Neuropeptidomes generated from chromogranin A (CHGA) and proenkephalin (PENK) proneuropeptides in the presence of class-specific protease inhibitors. For each amino acid of proneuropeptides, the height of the green bars is proportional to the number of peptide amino acids overlapping the indicated region. The darkness of the color is proportional to the sum of the quantified peptide intensities.
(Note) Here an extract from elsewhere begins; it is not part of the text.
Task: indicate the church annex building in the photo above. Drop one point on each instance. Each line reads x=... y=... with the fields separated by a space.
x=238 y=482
These heat maps illustrate peptides generated from CHGA and PENK that were sensitive to each of the indicated protease inhibitors of pepstatin, E64c, AEBSF, or EDTA.

Figure 6

MSP-MS reveals distinct substrate cleavage properties of CG proteases at pH 5.5 compared to pH 7.2. (A) MSP-MS (multiplex substrate profiling mass spectrometry) was performed at pH 5.5 and pH 7.2 to characterize CG protease activities at the internal DCSV pH of 5.5 and at the extracellular pH of 7.2 into which CG contents are released. (B, C) Substrate cleavage specificity profiles of CG proteases at pH 5.5 (B) and pH 7.2 (C). (D, E) The bar graphs summarize the cleavage frequency at each peptide bond within the 14-mer peptide substrates of the library at pH 5.5 (D) and pH 7.2 (E).

Figure 7

Inhibitor-sensitive protease cleavage profiles of CG neuropeptidome production at pH 5.5 and pH 7.2. (A) Substrate cleavage profile of pepstatin-sensitive aspartic proteolytic activity at pH 5.5. (B, C) Substrate cleavage profile of E64c-sensitive cysteine proteolytic activity at pH 5.5 (B) and pH 7.2 (C). (D, E) Substrate cleavage profile of AEBSF-sensitive serine proteolytic activity at pH 5.5 (D) and pH 7.2 (E). (F) Substrate cleavage profile of EDTA-sensitive proteolytic activity at pH 7.2.

Figure 8

MSP-MS cleavage profiles of recombinant cathepsins A, B, C, D, as well as CPE. Recombinant, purified enzymes were subjected to substrate cleavage profiling analysis by MSP-MS. Sequence logos show the preferred amino acid adjacent to the cleavage site (P1–P1′), and the frequency of cleavages at each of the peptide bonds within the 14-mer peptides of the 228 peptide library is shown for (A) cathepsin A at pH 5.5, (B) cathepsin A at pH 7.2, (C) cathepsin B at pH 5.5, (D) cathepsin B at pH 7.2, (E) cathepsin C at pH 5.5, (F) cathepsin C at pH 7.2, (G) cathepsin D at pH 5.5, (H) cathepsin L at pH 5.5, (I) carboxypeptidase E (CPE) at pH 5.5, and (J) CPE at pH 7.2.

Figure 9

Parallel cleavage profiles of CG proteolytic activity utilized for neuropeptidome production with that of selected recombinant proteases analyzed by MSP-MS. Comparison of CG protease cleavage profiles with that of selected recombinant proteases identified in CG (by proteomics), conducted by MSP-MS analysis, was assessed at pH 5.5 (A) and pH 7.2 (B). Data show the matching cleavage profiles of endogenous CG proteolytic activity with that of purified recombinant enzymes consisting of cathepsins A, B, C, D, L, and CPE, assessed for each of the 13 cleavage sites of 14-mer peptides (228 total) of the substrate peptide library.